Shain Grain Carter, consultante fashion-business et professeure au Fashion Institute of Technology de New York, interprète cette tendance comme une réminiscence des « pussy hats» utilisés par les manifestantes étasuniennes à Washington en 2017. En ce sens, elle affirme comment le rose serait une couleur des nouvelles vagues du féminisme : « « Women are reclaiming this color as a way of empowerment at work, in politics, in finance, in media […] whether they’re trans women, young women, old women, middle-aged women, post-menopausal women, it doesn’t matter.» 

Barbie core reste relativement docile dans la sphère théorique. L’affirmation « Barbie is a girl boss now » par Grain Carter, marque un manque d’intersectionnalité, et est plutôt vaine au regard des rapports de classes sociales aujourd’hui. L’idée qu’il faut adopter des traits masculins pour réussir dans le monde des affaires montre que  l’expression passe au-dessus de la réalité des femmes de la classe ouvrière. Il sert de cheval de Troie à une fausse autonomisation des femmes qui doivent travailler à plein temps, rentrer à la maison et passer les heures qui restent à s’occuper de leur foyer, un deuxième travail. En vertical, c’est aussi une représentation de l’hégémonie culturelle qui s’impose sur le féminisme.

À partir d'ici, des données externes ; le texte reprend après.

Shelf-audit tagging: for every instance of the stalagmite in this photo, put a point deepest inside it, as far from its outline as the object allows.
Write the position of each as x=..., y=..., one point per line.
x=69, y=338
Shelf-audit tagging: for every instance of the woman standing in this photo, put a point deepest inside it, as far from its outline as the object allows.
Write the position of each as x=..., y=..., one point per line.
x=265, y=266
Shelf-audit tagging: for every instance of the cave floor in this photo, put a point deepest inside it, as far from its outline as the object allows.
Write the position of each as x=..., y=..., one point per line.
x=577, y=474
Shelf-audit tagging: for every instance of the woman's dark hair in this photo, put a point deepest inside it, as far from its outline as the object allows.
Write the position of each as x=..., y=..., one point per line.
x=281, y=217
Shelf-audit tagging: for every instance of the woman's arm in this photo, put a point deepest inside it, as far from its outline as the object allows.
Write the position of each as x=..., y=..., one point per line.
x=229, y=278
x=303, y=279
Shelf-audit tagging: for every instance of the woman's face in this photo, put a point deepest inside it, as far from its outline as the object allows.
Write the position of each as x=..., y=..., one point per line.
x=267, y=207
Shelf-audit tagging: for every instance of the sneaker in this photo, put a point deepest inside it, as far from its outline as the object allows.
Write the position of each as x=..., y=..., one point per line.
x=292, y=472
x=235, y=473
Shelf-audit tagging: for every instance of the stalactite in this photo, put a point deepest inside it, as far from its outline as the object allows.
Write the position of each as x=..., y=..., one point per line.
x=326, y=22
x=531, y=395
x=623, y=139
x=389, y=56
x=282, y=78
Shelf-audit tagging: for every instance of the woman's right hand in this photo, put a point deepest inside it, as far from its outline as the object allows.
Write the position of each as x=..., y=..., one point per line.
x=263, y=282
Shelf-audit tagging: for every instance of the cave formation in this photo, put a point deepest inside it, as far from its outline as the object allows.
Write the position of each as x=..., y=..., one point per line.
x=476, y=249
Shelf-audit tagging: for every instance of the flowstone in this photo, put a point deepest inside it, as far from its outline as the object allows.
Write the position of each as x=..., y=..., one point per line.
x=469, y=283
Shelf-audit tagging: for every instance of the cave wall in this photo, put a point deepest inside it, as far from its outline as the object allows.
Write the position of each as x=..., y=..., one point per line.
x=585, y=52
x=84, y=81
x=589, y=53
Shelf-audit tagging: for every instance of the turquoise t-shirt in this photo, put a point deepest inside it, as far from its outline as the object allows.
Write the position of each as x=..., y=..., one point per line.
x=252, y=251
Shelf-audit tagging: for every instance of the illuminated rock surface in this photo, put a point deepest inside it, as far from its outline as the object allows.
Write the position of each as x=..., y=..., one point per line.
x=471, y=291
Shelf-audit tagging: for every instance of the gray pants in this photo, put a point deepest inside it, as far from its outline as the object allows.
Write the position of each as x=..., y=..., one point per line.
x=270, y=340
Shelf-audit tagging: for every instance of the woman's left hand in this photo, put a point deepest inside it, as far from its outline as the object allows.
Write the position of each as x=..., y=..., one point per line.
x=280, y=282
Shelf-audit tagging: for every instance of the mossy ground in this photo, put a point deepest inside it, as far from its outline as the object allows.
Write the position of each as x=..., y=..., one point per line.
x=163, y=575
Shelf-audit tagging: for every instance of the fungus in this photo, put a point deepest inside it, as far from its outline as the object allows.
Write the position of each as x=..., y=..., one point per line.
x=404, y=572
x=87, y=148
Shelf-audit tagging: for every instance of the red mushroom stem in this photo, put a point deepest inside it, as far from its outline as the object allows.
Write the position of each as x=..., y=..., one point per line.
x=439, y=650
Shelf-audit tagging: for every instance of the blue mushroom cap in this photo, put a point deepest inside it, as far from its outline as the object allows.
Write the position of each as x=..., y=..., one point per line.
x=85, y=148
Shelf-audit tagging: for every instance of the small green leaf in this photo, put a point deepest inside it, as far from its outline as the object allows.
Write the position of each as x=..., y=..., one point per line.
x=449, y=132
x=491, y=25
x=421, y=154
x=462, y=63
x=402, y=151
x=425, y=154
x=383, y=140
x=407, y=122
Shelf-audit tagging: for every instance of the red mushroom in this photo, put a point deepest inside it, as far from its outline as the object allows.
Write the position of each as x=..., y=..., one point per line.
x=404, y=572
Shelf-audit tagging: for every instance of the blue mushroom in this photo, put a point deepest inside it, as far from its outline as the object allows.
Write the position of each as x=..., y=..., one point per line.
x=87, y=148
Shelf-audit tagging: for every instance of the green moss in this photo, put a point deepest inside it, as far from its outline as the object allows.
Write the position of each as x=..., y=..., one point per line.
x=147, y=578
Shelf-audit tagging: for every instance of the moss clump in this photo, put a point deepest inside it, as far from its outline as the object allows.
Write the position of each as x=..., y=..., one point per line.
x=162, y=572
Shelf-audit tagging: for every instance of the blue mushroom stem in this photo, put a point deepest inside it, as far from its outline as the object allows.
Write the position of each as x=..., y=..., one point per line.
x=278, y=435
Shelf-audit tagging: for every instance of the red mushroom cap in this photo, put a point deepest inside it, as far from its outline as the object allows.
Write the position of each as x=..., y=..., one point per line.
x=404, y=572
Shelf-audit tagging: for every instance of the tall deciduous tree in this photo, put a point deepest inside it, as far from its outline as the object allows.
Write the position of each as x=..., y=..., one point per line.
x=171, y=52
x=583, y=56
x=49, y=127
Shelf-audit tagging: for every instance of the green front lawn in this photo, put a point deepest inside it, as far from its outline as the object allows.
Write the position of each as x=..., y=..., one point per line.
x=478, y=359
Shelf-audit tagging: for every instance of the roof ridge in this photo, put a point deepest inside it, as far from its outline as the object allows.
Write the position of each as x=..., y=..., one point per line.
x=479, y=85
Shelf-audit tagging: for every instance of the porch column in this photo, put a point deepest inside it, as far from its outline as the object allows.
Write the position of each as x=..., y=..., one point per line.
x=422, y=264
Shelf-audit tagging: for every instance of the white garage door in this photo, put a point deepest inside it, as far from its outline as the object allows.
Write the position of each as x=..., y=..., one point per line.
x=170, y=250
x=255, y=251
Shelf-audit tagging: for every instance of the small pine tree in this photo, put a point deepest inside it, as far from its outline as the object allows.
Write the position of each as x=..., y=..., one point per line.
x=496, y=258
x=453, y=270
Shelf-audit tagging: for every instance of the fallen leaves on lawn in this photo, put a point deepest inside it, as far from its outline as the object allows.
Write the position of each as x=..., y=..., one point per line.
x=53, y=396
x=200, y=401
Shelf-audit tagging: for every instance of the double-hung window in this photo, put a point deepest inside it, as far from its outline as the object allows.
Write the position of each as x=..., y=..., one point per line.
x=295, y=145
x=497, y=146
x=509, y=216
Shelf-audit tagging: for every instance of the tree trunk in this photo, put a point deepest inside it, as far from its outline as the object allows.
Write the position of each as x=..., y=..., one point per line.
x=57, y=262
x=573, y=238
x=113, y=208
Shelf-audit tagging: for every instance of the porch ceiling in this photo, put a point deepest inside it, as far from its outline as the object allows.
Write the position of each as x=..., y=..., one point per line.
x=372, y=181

Les femmes abandonnent leur puissance de classe, et vont commencer à réfléchir à leur ascension de classe personnelle, en termes de Robert Cox. Cela contribut à l’idée que les efforts d’une femme vis-à-vis de son environnement de travail doivent être exponentiellement plus importants que celui d’un homme qui occupe le même poste, en raison d’un besoin de prouver une aptitude ou de donner une légitimité à son poste.« Tu puedes ser lo que quieras ser»,  slogan populaire de Barbie (« Tu peux être ce que tu veux»),  ne sert pas à grand chose quand les inégalités de rapports économiques persistent non seulement en genre mais en classes. Dans cet ordre d’idée, le Barbie Core répond à une nécessité d’un Ligth Feminism pour pouvoir atteindre le quota contemporain de lutte sociale numérique mais surtout monétisable. 

S’il y a une chose à retenir de cette analyse, c’est que quelle que soit la position d’une femme sur la féminité, elle sera toujours critiquée et jugée pour son choix. Son intelligence sera examinée en fonction de ses intérêts, on lui accordera plus ou moins de crédibilité pour la façon dont elle se perçoit, et on la traitera avec plus ou moins de respect pour ce qu’elle porte. L’apparition de tendances qui veulent donner du pouvoir aux femmes témoigne d’une frustration et d’un désir de changement. Cependant, jusqu’à présent, beaucoup de ces interprétations restent à un niveau superficiel et ne prennent pas en compte une vision transversale du problème. L’idéal serait d’atteindre une réalité dans laquelle la féminité, et par conséquent l’hyper féminité, n’est pas associée au niveau intellectuel ou au prestige qu’une personne mérite.